Introduction
The Egocentric Navigation Robot Gestures (EgoNRG) dataset is an egocentric hand gesture dataset designed to improved Human-Robot Interactions (HRI) in real-world industry, military, and first response applications. It contains 3,000 classified gesture videos and 160,000 pixel-based segmented images captured from 32 different participants. The participants were captured performing 11 non-verbal gestures adopted from the Army Field Manual and 1 generic, deictic, pointing gesture referencing abstract objects in indoor and outdoor environments.
Highlights:
- Joint hand and arm segmentations of each participants' left and right limb.
- Participants' performed gestures with 1) long sleeves and gloves (wearing replica flame-resistant solid color clothing and military camouflage) and 2) bare skin to mimic conditions in real-world industrial and military environments.
- Environments with and without background people visible.
- Data captured in both indoor and outdoor environment at various points throughout the day (morning, midday, and dusk).
- Data captured from four synchronized monochrome cameras each with a different perspective.
- Gesture performed map directly to standard ground vehicle robot commands (stop, move forward, go left, move in reverse, etc.).
Content
The dataset contains:
- Videos from 32 participants (14 females / 18 males) in total performing 12 gestures in total. Participants were split into 4 groups of 8. Each group performed a set of 4 gestures.
- 3,044 (~2.5 hours) videos in total annotated with gesture type. Each gesture performed by each participant has four different recorded synchronized viewpoints associated with that gesture.
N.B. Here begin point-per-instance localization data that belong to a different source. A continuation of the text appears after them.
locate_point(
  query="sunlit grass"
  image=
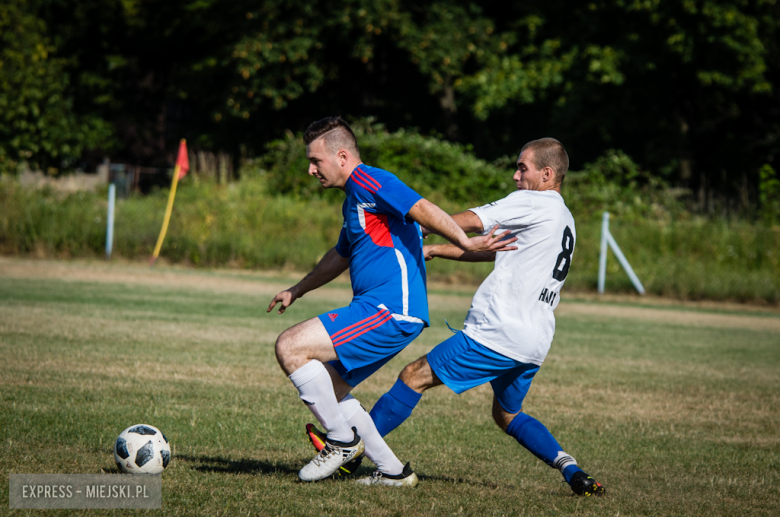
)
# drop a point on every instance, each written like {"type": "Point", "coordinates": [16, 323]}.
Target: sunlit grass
{"type": "Point", "coordinates": [674, 417]}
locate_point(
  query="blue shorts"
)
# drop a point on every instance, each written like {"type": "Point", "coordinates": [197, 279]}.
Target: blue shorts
{"type": "Point", "coordinates": [365, 338]}
{"type": "Point", "coordinates": [462, 363]}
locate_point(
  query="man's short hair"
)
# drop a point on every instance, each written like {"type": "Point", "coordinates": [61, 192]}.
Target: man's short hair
{"type": "Point", "coordinates": [549, 152]}
{"type": "Point", "coordinates": [336, 132]}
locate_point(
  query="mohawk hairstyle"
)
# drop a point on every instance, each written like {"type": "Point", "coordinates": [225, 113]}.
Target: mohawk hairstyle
{"type": "Point", "coordinates": [549, 152]}
{"type": "Point", "coordinates": [335, 131]}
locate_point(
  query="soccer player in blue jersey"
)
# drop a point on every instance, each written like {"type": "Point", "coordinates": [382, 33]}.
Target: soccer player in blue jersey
{"type": "Point", "coordinates": [510, 326]}
{"type": "Point", "coordinates": [381, 245]}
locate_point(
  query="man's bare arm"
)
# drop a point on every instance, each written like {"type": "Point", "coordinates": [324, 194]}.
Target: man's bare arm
{"type": "Point", "coordinates": [437, 221]}
{"type": "Point", "coordinates": [330, 267]}
{"type": "Point", "coordinates": [452, 252]}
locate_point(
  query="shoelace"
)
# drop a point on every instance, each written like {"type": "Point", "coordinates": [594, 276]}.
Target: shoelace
{"type": "Point", "coordinates": [324, 453]}
{"type": "Point", "coordinates": [376, 477]}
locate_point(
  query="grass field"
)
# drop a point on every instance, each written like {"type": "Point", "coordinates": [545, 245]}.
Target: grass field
{"type": "Point", "coordinates": [674, 408]}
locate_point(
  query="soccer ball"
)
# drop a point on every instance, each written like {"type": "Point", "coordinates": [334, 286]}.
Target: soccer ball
{"type": "Point", "coordinates": [142, 449]}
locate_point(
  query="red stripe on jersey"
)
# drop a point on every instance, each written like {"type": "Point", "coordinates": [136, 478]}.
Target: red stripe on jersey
{"type": "Point", "coordinates": [360, 331]}
{"type": "Point", "coordinates": [361, 322]}
{"type": "Point", "coordinates": [362, 184]}
{"type": "Point", "coordinates": [378, 229]}
{"type": "Point", "coordinates": [364, 175]}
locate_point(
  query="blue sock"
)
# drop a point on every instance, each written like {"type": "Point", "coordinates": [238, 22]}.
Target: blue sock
{"type": "Point", "coordinates": [394, 407]}
{"type": "Point", "coordinates": [534, 436]}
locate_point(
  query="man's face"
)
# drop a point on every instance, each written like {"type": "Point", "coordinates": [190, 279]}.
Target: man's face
{"type": "Point", "coordinates": [324, 165]}
{"type": "Point", "coordinates": [527, 176]}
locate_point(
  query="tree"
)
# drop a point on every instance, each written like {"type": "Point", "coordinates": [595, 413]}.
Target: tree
{"type": "Point", "coordinates": [39, 125]}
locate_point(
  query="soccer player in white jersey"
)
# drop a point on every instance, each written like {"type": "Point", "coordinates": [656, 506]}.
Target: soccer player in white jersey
{"type": "Point", "coordinates": [510, 326]}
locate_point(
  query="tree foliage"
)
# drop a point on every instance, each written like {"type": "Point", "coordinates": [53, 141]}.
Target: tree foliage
{"type": "Point", "coordinates": [38, 123]}
{"type": "Point", "coordinates": [687, 88]}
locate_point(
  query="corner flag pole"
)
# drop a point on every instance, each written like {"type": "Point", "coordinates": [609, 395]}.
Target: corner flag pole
{"type": "Point", "coordinates": [182, 166]}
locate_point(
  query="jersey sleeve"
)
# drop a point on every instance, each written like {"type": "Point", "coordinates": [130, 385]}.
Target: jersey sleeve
{"type": "Point", "coordinates": [342, 247]}
{"type": "Point", "coordinates": [512, 212]}
{"type": "Point", "coordinates": [395, 198]}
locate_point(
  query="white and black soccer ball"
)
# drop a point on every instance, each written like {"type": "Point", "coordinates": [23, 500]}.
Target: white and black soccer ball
{"type": "Point", "coordinates": [142, 449]}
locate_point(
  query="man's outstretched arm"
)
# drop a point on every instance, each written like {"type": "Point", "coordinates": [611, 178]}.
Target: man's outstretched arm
{"type": "Point", "coordinates": [331, 266]}
{"type": "Point", "coordinates": [437, 221]}
{"type": "Point", "coordinates": [452, 252]}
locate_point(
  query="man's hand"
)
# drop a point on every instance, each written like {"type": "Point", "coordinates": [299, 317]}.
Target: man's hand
{"type": "Point", "coordinates": [490, 242]}
{"type": "Point", "coordinates": [286, 298]}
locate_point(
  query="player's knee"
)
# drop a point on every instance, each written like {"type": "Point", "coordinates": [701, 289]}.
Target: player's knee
{"type": "Point", "coordinates": [501, 417]}
{"type": "Point", "coordinates": [285, 349]}
{"type": "Point", "coordinates": [417, 375]}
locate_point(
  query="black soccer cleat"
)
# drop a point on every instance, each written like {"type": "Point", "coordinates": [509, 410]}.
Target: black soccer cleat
{"type": "Point", "coordinates": [583, 484]}
{"type": "Point", "coordinates": [317, 439]}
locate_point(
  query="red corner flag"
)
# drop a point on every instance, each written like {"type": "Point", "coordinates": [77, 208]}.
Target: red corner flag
{"type": "Point", "coordinates": [183, 160]}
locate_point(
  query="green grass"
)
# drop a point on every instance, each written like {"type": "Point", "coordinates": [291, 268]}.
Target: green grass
{"type": "Point", "coordinates": [675, 419]}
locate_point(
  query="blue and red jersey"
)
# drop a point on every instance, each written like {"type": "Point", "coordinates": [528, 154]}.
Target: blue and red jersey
{"type": "Point", "coordinates": [386, 262]}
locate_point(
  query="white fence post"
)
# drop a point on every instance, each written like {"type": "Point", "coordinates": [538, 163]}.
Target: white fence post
{"type": "Point", "coordinates": [603, 255]}
{"type": "Point", "coordinates": [110, 220]}
{"type": "Point", "coordinates": [607, 239]}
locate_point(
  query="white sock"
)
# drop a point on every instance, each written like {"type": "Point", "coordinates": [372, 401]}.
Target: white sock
{"type": "Point", "coordinates": [376, 448]}
{"type": "Point", "coordinates": [316, 390]}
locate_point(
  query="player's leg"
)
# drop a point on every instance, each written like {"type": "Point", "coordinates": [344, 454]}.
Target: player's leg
{"type": "Point", "coordinates": [376, 448]}
{"type": "Point", "coordinates": [365, 338]}
{"type": "Point", "coordinates": [509, 391]}
{"type": "Point", "coordinates": [395, 406]}
{"type": "Point", "coordinates": [301, 351]}
{"type": "Point", "coordinates": [459, 362]}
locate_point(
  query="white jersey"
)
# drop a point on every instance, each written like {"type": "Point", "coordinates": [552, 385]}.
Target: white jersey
{"type": "Point", "coordinates": [512, 311]}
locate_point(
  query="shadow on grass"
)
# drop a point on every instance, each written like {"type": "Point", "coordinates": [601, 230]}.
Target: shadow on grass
{"type": "Point", "coordinates": [250, 466]}
{"type": "Point", "coordinates": [465, 481]}
{"type": "Point", "coordinates": [240, 466]}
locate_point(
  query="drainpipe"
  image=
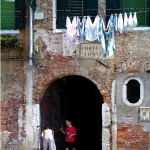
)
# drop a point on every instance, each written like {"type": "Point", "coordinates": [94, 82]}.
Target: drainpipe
{"type": "Point", "coordinates": [30, 36]}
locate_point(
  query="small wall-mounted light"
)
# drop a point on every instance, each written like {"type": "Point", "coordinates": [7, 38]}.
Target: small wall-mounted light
{"type": "Point", "coordinates": [144, 113]}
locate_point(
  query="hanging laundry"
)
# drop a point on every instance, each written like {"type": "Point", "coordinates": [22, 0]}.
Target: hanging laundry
{"type": "Point", "coordinates": [81, 29]}
{"type": "Point", "coordinates": [115, 22]}
{"type": "Point", "coordinates": [120, 23]}
{"type": "Point", "coordinates": [91, 29]}
{"type": "Point", "coordinates": [101, 35]}
{"type": "Point", "coordinates": [134, 20]}
{"type": "Point", "coordinates": [125, 25]}
{"type": "Point", "coordinates": [130, 21]}
{"type": "Point", "coordinates": [71, 30]}
{"type": "Point", "coordinates": [110, 39]}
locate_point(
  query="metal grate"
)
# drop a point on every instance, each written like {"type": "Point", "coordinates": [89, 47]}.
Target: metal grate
{"type": "Point", "coordinates": [133, 91]}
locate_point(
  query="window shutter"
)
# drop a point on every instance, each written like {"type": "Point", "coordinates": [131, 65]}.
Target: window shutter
{"type": "Point", "coordinates": [78, 8]}
{"type": "Point", "coordinates": [112, 7]}
{"type": "Point", "coordinates": [136, 6]}
{"type": "Point", "coordinates": [20, 14]}
{"type": "Point", "coordinates": [7, 14]}
{"type": "Point", "coordinates": [92, 8]}
{"type": "Point", "coordinates": [62, 13]}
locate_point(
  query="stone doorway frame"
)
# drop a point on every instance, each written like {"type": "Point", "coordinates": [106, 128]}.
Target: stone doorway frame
{"type": "Point", "coordinates": [42, 82]}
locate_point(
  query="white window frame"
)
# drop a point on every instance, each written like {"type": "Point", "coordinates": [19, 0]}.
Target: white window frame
{"type": "Point", "coordinates": [124, 93]}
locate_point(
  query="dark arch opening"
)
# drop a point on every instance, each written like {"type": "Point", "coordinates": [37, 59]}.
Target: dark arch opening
{"type": "Point", "coordinates": [77, 98]}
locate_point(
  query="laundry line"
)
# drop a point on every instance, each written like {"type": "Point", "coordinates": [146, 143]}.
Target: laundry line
{"type": "Point", "coordinates": [86, 9]}
{"type": "Point", "coordinates": [102, 9]}
{"type": "Point", "coordinates": [86, 15]}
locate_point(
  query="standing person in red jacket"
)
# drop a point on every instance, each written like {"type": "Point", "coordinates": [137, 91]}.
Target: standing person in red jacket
{"type": "Point", "coordinates": [70, 133]}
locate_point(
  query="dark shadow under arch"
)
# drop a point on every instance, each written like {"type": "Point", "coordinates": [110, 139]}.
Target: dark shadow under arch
{"type": "Point", "coordinates": [77, 98]}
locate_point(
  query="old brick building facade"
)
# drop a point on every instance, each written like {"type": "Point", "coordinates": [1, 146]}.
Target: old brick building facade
{"type": "Point", "coordinates": [32, 95]}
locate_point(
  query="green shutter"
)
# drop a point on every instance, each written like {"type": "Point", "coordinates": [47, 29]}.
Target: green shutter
{"type": "Point", "coordinates": [20, 14]}
{"type": "Point", "coordinates": [136, 6]}
{"type": "Point", "coordinates": [7, 14]}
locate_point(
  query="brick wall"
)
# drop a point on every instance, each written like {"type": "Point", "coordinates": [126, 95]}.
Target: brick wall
{"type": "Point", "coordinates": [132, 137]}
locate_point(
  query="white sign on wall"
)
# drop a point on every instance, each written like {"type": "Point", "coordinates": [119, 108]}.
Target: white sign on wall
{"type": "Point", "coordinates": [90, 51]}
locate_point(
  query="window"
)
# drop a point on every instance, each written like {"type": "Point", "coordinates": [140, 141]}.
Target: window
{"type": "Point", "coordinates": [74, 8]}
{"type": "Point", "coordinates": [12, 14]}
{"type": "Point", "coordinates": [139, 6]}
{"type": "Point", "coordinates": [133, 91]}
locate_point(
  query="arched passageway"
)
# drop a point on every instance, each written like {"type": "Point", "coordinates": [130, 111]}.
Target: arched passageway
{"type": "Point", "coordinates": [78, 99]}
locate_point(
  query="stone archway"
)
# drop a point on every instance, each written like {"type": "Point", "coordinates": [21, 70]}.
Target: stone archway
{"type": "Point", "coordinates": [42, 81]}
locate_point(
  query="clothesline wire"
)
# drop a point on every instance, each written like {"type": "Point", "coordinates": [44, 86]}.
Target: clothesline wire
{"type": "Point", "coordinates": [79, 16]}
{"type": "Point", "coordinates": [102, 9]}
{"type": "Point", "coordinates": [87, 9]}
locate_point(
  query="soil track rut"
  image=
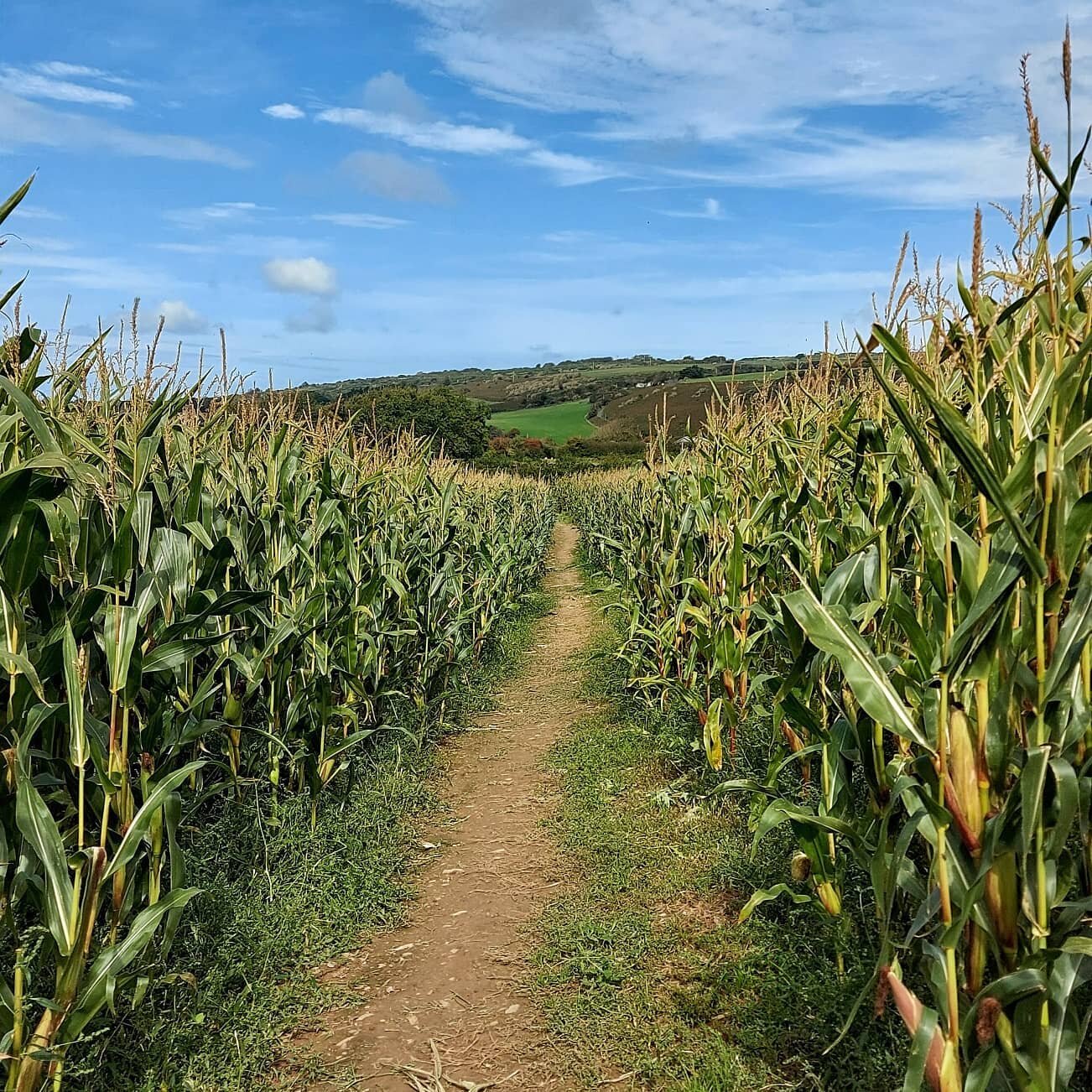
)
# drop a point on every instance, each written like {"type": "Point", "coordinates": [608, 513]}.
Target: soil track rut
{"type": "Point", "coordinates": [442, 991]}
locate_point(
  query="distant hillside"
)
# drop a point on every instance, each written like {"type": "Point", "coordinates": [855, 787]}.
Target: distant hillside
{"type": "Point", "coordinates": [600, 380]}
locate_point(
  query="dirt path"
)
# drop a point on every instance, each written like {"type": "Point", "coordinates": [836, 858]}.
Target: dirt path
{"type": "Point", "coordinates": [444, 990]}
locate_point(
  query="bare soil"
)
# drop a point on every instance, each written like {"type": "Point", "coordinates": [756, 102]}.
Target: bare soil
{"type": "Point", "coordinates": [439, 1002]}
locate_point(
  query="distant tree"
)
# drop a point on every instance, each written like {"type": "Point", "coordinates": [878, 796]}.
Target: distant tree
{"type": "Point", "coordinates": [450, 419]}
{"type": "Point", "coordinates": [694, 372]}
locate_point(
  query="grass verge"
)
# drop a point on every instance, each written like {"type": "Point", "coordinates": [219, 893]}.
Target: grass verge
{"type": "Point", "coordinates": [277, 901]}
{"type": "Point", "coordinates": [642, 966]}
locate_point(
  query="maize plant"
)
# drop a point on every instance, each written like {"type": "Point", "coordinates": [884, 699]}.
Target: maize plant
{"type": "Point", "coordinates": [881, 572]}
{"type": "Point", "coordinates": [202, 592]}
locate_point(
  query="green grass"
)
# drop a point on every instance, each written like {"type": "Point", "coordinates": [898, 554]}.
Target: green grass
{"type": "Point", "coordinates": [556, 423]}
{"type": "Point", "coordinates": [278, 899]}
{"type": "Point", "coordinates": [642, 966]}
{"type": "Point", "coordinates": [741, 377]}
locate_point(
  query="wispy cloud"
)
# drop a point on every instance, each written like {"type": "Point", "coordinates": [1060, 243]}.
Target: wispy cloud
{"type": "Point", "coordinates": [307, 277]}
{"type": "Point", "coordinates": [404, 117]}
{"type": "Point", "coordinates": [391, 176]}
{"type": "Point", "coordinates": [26, 123]}
{"type": "Point", "coordinates": [897, 170]}
{"type": "Point", "coordinates": [738, 79]}
{"type": "Point", "coordinates": [286, 112]}
{"type": "Point", "coordinates": [216, 214]}
{"type": "Point", "coordinates": [389, 93]}
{"type": "Point", "coordinates": [710, 210]}
{"type": "Point", "coordinates": [365, 220]}
{"type": "Point", "coordinates": [179, 318]}
{"type": "Point", "coordinates": [49, 81]}
{"type": "Point", "coordinates": [571, 169]}
{"type": "Point", "coordinates": [430, 136]}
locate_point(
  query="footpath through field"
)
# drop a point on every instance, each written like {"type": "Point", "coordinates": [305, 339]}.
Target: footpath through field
{"type": "Point", "coordinates": [442, 995]}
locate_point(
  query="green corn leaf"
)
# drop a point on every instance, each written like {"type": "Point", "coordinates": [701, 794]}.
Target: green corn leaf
{"type": "Point", "coordinates": [154, 801]}
{"type": "Point", "coordinates": [954, 429]}
{"type": "Point", "coordinates": [114, 960]}
{"type": "Point", "coordinates": [39, 829]}
{"type": "Point", "coordinates": [830, 629]}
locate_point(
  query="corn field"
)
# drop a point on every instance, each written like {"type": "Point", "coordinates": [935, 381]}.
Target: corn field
{"type": "Point", "coordinates": [202, 593]}
{"type": "Point", "coordinates": [881, 577]}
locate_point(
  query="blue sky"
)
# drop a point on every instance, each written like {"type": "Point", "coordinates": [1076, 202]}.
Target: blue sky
{"type": "Point", "coordinates": [383, 185]}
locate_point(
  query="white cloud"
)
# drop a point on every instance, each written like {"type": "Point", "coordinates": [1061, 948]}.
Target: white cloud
{"type": "Point", "coordinates": [39, 86]}
{"type": "Point", "coordinates": [286, 112]}
{"type": "Point", "coordinates": [431, 136]}
{"type": "Point", "coordinates": [179, 318]}
{"type": "Point", "coordinates": [752, 78]}
{"type": "Point", "coordinates": [318, 319]}
{"type": "Point", "coordinates": [65, 71]}
{"type": "Point", "coordinates": [571, 169]}
{"type": "Point", "coordinates": [304, 275]}
{"type": "Point", "coordinates": [394, 177]}
{"type": "Point", "coordinates": [710, 210]}
{"type": "Point", "coordinates": [216, 213]}
{"type": "Point", "coordinates": [25, 123]}
{"type": "Point", "coordinates": [904, 170]}
{"type": "Point", "coordinates": [360, 220]}
{"type": "Point", "coordinates": [389, 93]}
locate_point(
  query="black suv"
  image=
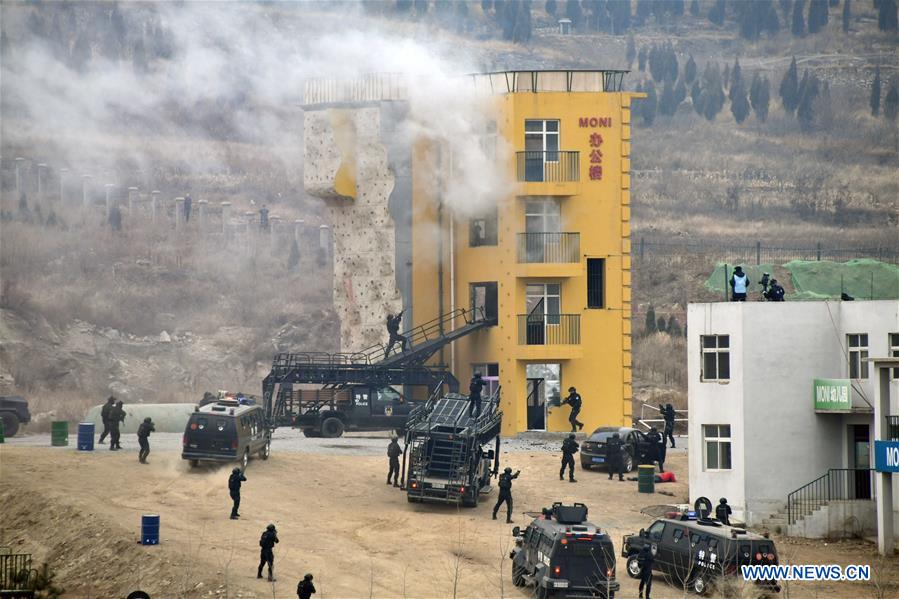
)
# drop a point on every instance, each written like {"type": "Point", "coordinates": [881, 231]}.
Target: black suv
{"type": "Point", "coordinates": [224, 431]}
{"type": "Point", "coordinates": [563, 555]}
{"type": "Point", "coordinates": [697, 554]}
{"type": "Point", "coordinates": [636, 445]}
{"type": "Point", "coordinates": [13, 411]}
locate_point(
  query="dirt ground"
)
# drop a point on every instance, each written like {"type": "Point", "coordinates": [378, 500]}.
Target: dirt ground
{"type": "Point", "coordinates": [335, 516]}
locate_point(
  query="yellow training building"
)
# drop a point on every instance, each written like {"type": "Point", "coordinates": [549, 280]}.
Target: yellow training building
{"type": "Point", "coordinates": [549, 259]}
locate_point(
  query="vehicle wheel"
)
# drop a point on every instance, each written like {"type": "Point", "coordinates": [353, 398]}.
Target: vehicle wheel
{"type": "Point", "coordinates": [266, 450]}
{"type": "Point", "coordinates": [517, 575]}
{"type": "Point", "coordinates": [10, 424]}
{"type": "Point", "coordinates": [633, 567]}
{"type": "Point", "coordinates": [332, 427]}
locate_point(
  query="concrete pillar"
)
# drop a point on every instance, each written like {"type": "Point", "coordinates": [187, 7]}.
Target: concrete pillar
{"type": "Point", "coordinates": [85, 182]}
{"type": "Point", "coordinates": [19, 164]}
{"type": "Point", "coordinates": [155, 203]}
{"type": "Point", "coordinates": [179, 212]}
{"type": "Point", "coordinates": [63, 174]}
{"type": "Point", "coordinates": [203, 211]}
{"type": "Point", "coordinates": [109, 187]}
{"type": "Point", "coordinates": [226, 216]}
{"type": "Point", "coordinates": [132, 198]}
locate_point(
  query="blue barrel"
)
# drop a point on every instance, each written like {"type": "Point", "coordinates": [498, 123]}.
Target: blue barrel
{"type": "Point", "coordinates": [149, 529]}
{"type": "Point", "coordinates": [86, 436]}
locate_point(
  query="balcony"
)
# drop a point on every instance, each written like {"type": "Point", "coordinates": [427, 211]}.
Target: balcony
{"type": "Point", "coordinates": [548, 173]}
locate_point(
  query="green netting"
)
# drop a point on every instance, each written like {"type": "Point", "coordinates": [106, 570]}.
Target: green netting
{"type": "Point", "coordinates": [717, 282]}
{"type": "Point", "coordinates": [862, 279]}
{"type": "Point", "coordinates": [817, 280]}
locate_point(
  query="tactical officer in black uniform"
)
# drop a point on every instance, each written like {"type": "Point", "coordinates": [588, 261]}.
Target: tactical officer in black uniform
{"type": "Point", "coordinates": [267, 555]}
{"type": "Point", "coordinates": [474, 395]}
{"type": "Point", "coordinates": [645, 558]}
{"type": "Point", "coordinates": [574, 400]}
{"type": "Point", "coordinates": [723, 511]}
{"type": "Point", "coordinates": [505, 493]}
{"type": "Point", "coordinates": [234, 482]}
{"type": "Point", "coordinates": [305, 588]}
{"type": "Point", "coordinates": [393, 453]}
{"type": "Point", "coordinates": [105, 415]}
{"type": "Point", "coordinates": [615, 456]}
{"type": "Point", "coordinates": [569, 448]}
{"type": "Point", "coordinates": [143, 439]}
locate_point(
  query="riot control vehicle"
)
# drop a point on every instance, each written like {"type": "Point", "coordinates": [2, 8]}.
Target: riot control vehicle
{"type": "Point", "coordinates": [562, 554]}
{"type": "Point", "coordinates": [697, 554]}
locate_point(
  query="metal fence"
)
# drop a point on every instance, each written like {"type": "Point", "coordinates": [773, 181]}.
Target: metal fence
{"type": "Point", "coordinates": [759, 252]}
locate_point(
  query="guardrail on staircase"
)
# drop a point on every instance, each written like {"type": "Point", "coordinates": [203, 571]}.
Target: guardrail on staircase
{"type": "Point", "coordinates": [839, 484]}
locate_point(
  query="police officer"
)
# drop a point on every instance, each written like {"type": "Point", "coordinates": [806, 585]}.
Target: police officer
{"type": "Point", "coordinates": [474, 395]}
{"type": "Point", "coordinates": [723, 511]}
{"type": "Point", "coordinates": [143, 438]}
{"type": "Point", "coordinates": [305, 588]}
{"type": "Point", "coordinates": [574, 400]}
{"type": "Point", "coordinates": [615, 456]}
{"type": "Point", "coordinates": [645, 559]}
{"type": "Point", "coordinates": [505, 493]}
{"type": "Point", "coordinates": [569, 448]}
{"type": "Point", "coordinates": [234, 482]}
{"type": "Point", "coordinates": [393, 453]}
{"type": "Point", "coordinates": [105, 415]}
{"type": "Point", "coordinates": [669, 415]}
{"type": "Point", "coordinates": [116, 417]}
{"type": "Point", "coordinates": [267, 555]}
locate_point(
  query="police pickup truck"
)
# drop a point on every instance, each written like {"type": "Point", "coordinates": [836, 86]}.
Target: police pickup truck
{"type": "Point", "coordinates": [561, 554]}
{"type": "Point", "coordinates": [698, 554]}
{"type": "Point", "coordinates": [329, 412]}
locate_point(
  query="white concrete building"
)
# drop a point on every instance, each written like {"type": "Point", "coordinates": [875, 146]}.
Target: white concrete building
{"type": "Point", "coordinates": [765, 422]}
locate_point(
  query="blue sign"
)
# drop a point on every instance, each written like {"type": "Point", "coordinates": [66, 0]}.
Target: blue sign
{"type": "Point", "coordinates": [886, 456]}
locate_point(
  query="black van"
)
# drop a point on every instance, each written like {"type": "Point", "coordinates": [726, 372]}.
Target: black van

- 160,639 annotated frames with "Left Limb" and "Right Limb" pixel-based segmentations. The hands and arms of the participants were segmented together to create a joint segmentation for each respective limb.
Collection Method
The dataset was collected using the 4 VLC Monochrome cameras attached to the Microsoft HoloLens 2 headset. Each video stream provides an egocentric view of the participants hands and arms performing a wide variety of gestures from different perspectives. The perspectives include a wide left, central left, central right, and wide right camera that allows for detailed visual information of the gestures being performed across multiple cameras from multiple viewpoints. The headset streamed the video data to a remote server where the recorded data was synchronized and saved. Research assistants started and stopped the recording locally on board the headset via remote scripts. Three research assistants in total were tasked with the collection of the data over two months.
Annotations
The data was manually annotated by nine researchers. Three classes were assigned to each image: left limb, right limb, and background. Human annotators were instructed to annotate each limb as the joint hand and arm for all images they could tell the hand/arm of the participant was in the image. There were three steps to the annotation pipeline. The first step for the human annotators was to review left limb and right limb bounding boxes that were automatically generated using text prompts with GroundingDINO. Once the bounding boxes for each frame were varied, these images were then automatically segmented via Segment Anything 2 (SAM2) and reassembled into videos. These videos were then manually reviewed by the annotators with a tool that played the videos back at 1 FPS and the option to manually skip through the frames of the video. For each frame in the video that had incorrect pixel segmentations, annotators flagged these frames. Annotators then manually reviewed and fixed the pixel segmentations of the frames that were flagged. Each frame’s annotation was converted to a single PNG file, where the three classes were recorded: left hand, right hand, and background.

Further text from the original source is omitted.